By Lee Reinsch
Correspondent
DE PERE – With a few nips and tucks still to be done, plans for the two new aquatic facilities in De Pere are coming together.
The most recent De Pere Board of Park Commissioners meeting on April 18 drew residents anticipating plenty of aquatic facility discussion, and the meeting did not disappoint.
Of the three-and-a-quarter-hour meeting, a solid three hours were devoted to the pools.
At issue were differences between the designs residents saw at a March open house, and those released by the city April 12.
The group Save De Pere Pools issued a statement saying before the meeting that the altered designs for the pool at Legion Park released after the open house were “undesirable and unusable for small children, inexperienced swimmers, families with varying ages and multiple swimming abilities.”

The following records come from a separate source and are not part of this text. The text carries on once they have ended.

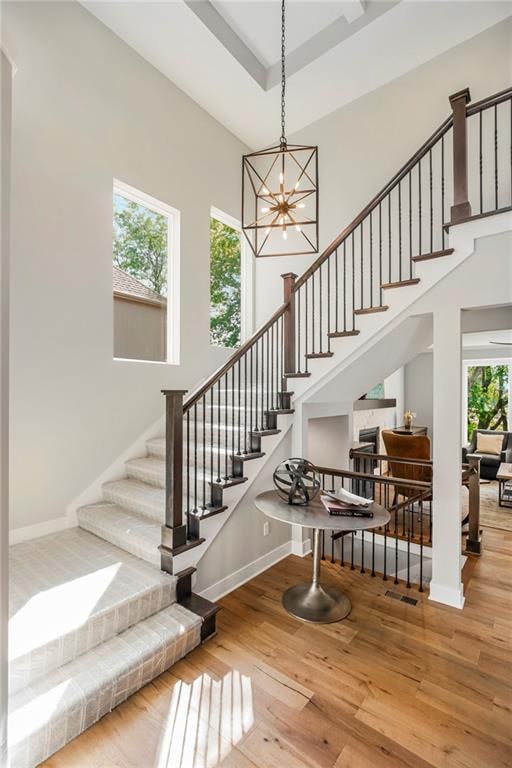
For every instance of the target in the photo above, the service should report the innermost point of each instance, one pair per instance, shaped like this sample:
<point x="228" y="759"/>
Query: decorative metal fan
<point x="296" y="481"/>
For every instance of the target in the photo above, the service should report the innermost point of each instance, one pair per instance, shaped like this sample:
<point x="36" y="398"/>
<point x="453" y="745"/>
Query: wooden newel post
<point x="174" y="532"/>
<point x="461" y="208"/>
<point x="474" y="541"/>
<point x="289" y="322"/>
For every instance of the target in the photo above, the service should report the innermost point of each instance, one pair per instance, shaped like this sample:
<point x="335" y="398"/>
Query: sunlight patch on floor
<point x="206" y="719"/>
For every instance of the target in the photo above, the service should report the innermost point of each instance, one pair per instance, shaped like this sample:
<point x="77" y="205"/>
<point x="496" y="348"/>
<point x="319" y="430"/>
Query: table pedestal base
<point x="315" y="603"/>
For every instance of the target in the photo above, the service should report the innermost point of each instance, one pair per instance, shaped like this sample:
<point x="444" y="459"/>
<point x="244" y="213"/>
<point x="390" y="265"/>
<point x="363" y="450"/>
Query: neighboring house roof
<point x="129" y="286"/>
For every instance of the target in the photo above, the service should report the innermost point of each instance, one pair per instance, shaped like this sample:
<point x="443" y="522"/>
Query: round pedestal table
<point x="313" y="601"/>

Those plans showed Legion Park as smaller and with fewer activities for older kids than plans for VFW.
Director of Parks, Recreation, and Forestry Marty Kosobucki calmed troubled waters over a misunderstanding about available funds and that a costlier VFW facility plan left insufficient funding even to simply replicate the current Legion Park pool facility.
“At the last park board meeting, one question was about the referendum and the budget for the pool, and that caused a little confusion,” Kosobucki said.
He said a stated dollar figure of $12 million for the two pools was simply a number that the city administrator came up with for what the referendum could cover.
“It was not intended to give a benchmark,” Kosobucki said. “There’s no budget and no set amount.”
Last November, De Pere voters passed a referendum that raises property taxes about 7 percent, garnering approximately $900,000 per year for an indefinite number of years, to build and operate two new pool facilities to replace those at VFW and Legion parks.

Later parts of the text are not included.